Report: At least 368 gymnasts alleged sexual abuse over the last 20 years
An investigative report from the IndyStar-USA Today Network says that at least 368 gymnasts have alleged some form of sexual abuse over the last 20 years.
The special report details the efforts taken to reach that number, which it says is likely far lower than the actual figure.
The Indianapolis Star has done several investigative pieces into allegations of sexual abuse by gymnasts, apparently with little help from USA Gymnastics, headquartered nearby.
But to come up with such a staggering number, reporters reviewed hundreds of police reports and court cases from around the country over the last two decades.
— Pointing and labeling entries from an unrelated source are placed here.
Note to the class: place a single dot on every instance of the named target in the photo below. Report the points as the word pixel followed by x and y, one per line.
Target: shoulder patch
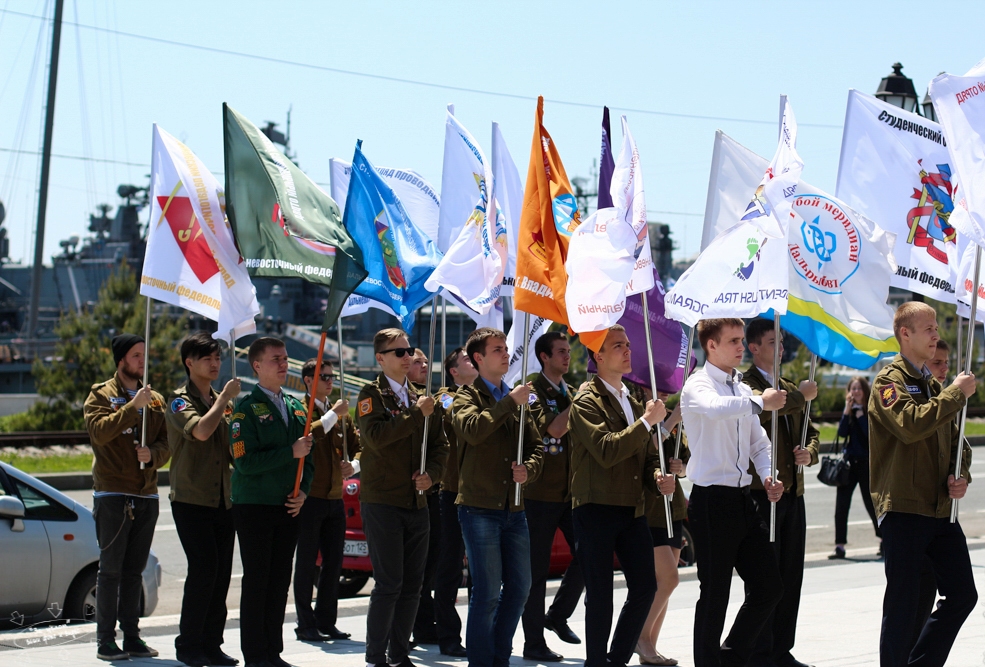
pixel 888 395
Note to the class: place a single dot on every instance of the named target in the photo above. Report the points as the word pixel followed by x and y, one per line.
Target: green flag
pixel 284 224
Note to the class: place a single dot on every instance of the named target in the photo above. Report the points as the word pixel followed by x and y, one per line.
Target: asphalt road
pixel 820 533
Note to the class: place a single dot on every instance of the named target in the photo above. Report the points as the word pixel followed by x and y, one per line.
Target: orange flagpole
pixel 311 409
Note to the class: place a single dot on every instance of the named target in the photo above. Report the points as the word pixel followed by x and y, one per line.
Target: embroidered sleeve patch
pixel 888 395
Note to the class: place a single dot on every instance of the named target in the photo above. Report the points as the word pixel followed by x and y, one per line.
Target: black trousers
pixel 843 502
pixel 600 531
pixel 780 632
pixel 322 529
pixel 448 577
pixel 729 534
pixel 424 622
pixel 207 536
pixel 124 531
pixel 543 521
pixel 398 543
pixel 268 536
pixel 909 539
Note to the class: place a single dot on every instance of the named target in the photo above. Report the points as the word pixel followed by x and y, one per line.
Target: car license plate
pixel 355 548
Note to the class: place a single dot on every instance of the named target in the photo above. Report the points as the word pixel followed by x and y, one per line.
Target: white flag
pixel 187 263
pixel 538 326
pixel 895 170
pixel 472 267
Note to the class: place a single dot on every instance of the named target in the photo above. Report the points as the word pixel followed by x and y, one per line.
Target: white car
pixel 49 555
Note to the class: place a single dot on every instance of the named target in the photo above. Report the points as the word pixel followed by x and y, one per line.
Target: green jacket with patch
pixel 264 467
pixel 913 438
pixel 488 433
pixel 391 436
pixel 788 431
pixel 201 470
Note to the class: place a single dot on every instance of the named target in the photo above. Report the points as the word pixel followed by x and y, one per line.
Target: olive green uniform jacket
pixel 611 461
pixel 201 470
pixel 913 438
pixel 264 467
pixel 391 437
pixel 488 433
pixel 788 431
pixel 115 429
pixel 554 483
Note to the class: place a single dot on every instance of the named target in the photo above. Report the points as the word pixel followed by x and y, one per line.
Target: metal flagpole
pixel 653 390
pixel 523 407
pixel 967 369
pixel 807 410
pixel 424 445
pixel 143 419
pixel 345 443
pixel 775 419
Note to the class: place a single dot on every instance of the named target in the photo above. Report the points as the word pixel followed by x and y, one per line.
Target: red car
pixel 357 569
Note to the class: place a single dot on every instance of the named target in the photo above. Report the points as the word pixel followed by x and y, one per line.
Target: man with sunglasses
pixel 323 514
pixel 392 416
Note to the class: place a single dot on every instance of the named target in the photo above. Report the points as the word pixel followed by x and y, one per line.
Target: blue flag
pixel 398 256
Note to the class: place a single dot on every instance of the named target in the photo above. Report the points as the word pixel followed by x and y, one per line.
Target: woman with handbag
pixel 854 427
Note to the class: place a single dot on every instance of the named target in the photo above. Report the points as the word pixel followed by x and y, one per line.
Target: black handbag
pixel 835 470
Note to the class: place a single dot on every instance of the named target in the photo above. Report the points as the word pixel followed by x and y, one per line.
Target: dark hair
pixel 476 344
pixel 709 329
pixel 545 345
pixel 260 345
pixel 197 345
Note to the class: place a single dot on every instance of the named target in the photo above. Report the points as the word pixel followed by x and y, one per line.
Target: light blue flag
pixel 398 256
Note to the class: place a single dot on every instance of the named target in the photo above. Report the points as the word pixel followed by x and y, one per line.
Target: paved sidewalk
pixel 839 626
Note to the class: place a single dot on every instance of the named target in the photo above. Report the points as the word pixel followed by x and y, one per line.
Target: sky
pixel 384 72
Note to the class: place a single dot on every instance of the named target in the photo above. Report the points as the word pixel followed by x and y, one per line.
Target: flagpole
pixel 424 445
pixel 345 443
pixel 775 418
pixel 653 389
pixel 807 410
pixel 311 408
pixel 967 369
pixel 143 419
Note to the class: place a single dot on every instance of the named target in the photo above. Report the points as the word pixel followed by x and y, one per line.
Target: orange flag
pixel 550 214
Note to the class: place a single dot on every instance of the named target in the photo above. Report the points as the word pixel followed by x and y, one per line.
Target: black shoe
pixel 110 651
pixel 541 654
pixel 219 659
pixel 333 632
pixel 192 658
pixel 561 629
pixel 455 651
pixel 138 648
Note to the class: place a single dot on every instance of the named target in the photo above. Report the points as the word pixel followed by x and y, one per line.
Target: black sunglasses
pixel 400 351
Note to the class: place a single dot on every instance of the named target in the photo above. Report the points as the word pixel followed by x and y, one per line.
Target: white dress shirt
pixel 622 397
pixel 721 417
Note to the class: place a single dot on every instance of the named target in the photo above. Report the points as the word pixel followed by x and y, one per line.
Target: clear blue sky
pixel 727 60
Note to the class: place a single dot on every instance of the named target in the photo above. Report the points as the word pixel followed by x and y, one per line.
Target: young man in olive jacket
pixel 392 417
pixel 612 459
pixel 323 513
pixel 548 503
pixel 487 422
pixel 267 439
pixel 125 500
pixel 201 483
pixel 913 444
pixel 777 639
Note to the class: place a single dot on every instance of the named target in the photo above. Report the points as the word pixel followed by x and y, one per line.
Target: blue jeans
pixel 498 546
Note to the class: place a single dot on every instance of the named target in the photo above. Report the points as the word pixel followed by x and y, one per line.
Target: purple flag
pixel 606 164
pixel 669 341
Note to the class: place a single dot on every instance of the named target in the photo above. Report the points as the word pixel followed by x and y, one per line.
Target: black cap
pixel 122 344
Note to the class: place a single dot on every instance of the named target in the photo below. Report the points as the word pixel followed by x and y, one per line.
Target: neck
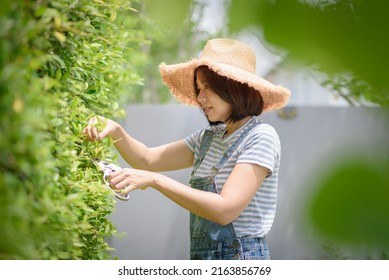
pixel 233 126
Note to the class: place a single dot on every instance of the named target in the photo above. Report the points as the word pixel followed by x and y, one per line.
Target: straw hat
pixel 228 58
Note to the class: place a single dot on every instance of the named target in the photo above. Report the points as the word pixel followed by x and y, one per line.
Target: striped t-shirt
pixel 261 146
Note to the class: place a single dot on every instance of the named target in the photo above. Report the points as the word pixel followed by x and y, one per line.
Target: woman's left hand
pixel 128 179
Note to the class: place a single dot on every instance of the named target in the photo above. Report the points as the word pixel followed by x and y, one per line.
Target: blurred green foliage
pixel 173 36
pixel 60 63
pixel 350 205
pixel 346 39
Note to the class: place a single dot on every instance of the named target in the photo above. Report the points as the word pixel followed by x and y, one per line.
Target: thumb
pixel 104 133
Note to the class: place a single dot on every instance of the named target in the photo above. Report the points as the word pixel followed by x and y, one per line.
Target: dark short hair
pixel 244 100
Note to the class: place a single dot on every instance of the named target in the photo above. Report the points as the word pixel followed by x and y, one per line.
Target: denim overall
pixel 209 240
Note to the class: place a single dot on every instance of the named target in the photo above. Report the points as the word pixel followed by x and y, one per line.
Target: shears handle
pixel 107 172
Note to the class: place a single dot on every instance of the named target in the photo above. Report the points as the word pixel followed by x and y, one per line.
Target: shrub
pixel 60 62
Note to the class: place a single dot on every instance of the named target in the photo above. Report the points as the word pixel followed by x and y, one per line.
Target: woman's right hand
pixel 92 132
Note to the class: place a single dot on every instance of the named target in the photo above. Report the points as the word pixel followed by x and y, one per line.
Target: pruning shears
pixel 107 168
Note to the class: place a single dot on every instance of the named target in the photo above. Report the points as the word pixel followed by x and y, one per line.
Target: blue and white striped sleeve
pixel 193 141
pixel 262 147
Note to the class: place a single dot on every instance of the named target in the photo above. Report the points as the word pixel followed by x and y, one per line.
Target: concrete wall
pixel 156 228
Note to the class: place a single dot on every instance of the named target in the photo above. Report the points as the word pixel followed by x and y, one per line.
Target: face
pixel 213 106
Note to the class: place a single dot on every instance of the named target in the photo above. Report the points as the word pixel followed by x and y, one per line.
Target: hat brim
pixel 179 78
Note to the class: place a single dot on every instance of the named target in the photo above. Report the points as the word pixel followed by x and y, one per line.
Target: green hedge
pixel 60 62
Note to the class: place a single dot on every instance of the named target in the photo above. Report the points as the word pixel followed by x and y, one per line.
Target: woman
pixel 233 187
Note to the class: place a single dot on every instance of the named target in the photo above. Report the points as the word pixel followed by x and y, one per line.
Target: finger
pixel 117 179
pixel 103 134
pixel 88 134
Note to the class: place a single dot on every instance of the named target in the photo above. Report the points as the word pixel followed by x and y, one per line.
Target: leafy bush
pixel 60 62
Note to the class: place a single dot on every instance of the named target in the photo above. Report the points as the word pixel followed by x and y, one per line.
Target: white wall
pixel 156 228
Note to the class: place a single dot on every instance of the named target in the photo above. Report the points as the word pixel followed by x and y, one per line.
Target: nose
pixel 201 97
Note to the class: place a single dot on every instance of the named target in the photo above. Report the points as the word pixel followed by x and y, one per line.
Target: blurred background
pixel 63 61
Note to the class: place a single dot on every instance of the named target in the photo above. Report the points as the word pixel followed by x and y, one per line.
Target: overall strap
pixel 253 122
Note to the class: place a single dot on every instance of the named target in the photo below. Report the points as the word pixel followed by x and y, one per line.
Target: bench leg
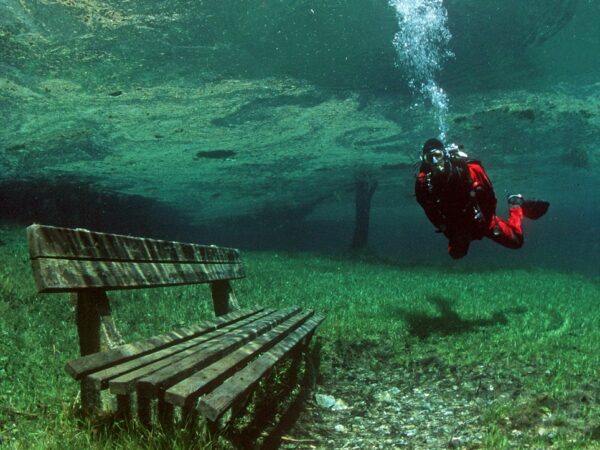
pixel 90 397
pixel 165 414
pixel 189 416
pixel 145 410
pixel 124 406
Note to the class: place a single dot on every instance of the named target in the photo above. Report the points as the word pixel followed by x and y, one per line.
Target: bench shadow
pixel 449 322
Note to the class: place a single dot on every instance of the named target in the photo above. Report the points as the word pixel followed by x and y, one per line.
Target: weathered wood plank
pixel 81 367
pixel 185 392
pixel 155 383
pixel 67 243
pixel 127 382
pixel 155 360
pixel 65 275
pixel 215 403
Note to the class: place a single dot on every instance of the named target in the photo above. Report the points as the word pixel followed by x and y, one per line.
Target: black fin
pixel 534 209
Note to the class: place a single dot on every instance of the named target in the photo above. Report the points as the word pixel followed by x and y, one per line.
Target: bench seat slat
pixel 155 383
pixel 215 403
pixel 166 355
pixel 185 392
pixel 192 359
pixel 81 367
pixel 67 243
pixel 66 275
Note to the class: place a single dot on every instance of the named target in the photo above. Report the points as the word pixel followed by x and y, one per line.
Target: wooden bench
pixel 205 368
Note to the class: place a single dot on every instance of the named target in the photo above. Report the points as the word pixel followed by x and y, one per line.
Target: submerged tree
pixel 365 188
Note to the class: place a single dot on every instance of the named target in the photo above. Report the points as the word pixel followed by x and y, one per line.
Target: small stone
pixel 325 401
pixel 455 442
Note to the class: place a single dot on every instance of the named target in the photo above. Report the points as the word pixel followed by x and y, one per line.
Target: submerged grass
pixel 540 328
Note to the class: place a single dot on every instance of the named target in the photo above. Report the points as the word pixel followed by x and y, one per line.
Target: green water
pixel 247 123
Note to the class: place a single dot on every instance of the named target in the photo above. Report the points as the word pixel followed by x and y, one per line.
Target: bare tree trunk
pixel 365 188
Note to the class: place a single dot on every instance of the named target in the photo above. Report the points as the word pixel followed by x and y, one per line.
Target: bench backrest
pixel 71 260
pixel 90 263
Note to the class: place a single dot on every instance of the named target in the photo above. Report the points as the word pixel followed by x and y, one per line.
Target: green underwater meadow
pixel 252 124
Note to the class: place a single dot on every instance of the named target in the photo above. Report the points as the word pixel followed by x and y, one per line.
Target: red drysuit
pixel 460 202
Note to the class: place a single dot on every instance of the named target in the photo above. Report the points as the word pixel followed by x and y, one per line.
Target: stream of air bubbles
pixel 422 46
Among their reported findings:
• USA Gymnastics focuses its efforts to stop sexual abuse on educating members instead of setting strict ground rules and enforcing them. It says it can't take aggressive action because member gyms are independent businesses and because of restrictions in federal law pertaining to Olympic organizations. Both are contentions others dispute.
• Gym owners have a conflict of interest when it comes to reporting abuse. Some fear harm to their business. When confronted with evidence of abuse, many quietly have fired the suspected abusers and failed to warn future employers. Some of those dangerous coaches continued to work with children.
• Some coaches are fired at gym after gym without being tracked or flagged by USA Gymnastics, or losing their membership with the organization. USA Gymnastics often has no idea when a coach is fired by a gym and no systematic way to keep track. Ray Adams was fired or forced to resign from six gyms in four states. Yet some gym owners hired Adams, believing his record was clean.
“Nothing is more important to USA Gymnastics, the Board of Directors and CEO Steve Penny than protecting athletes, which requires sustained vigilance by everyone — coaches, athletes, parents, administrators and officials. We are saddened when any athlete has been harmed in the course of his or her gymnastics career.”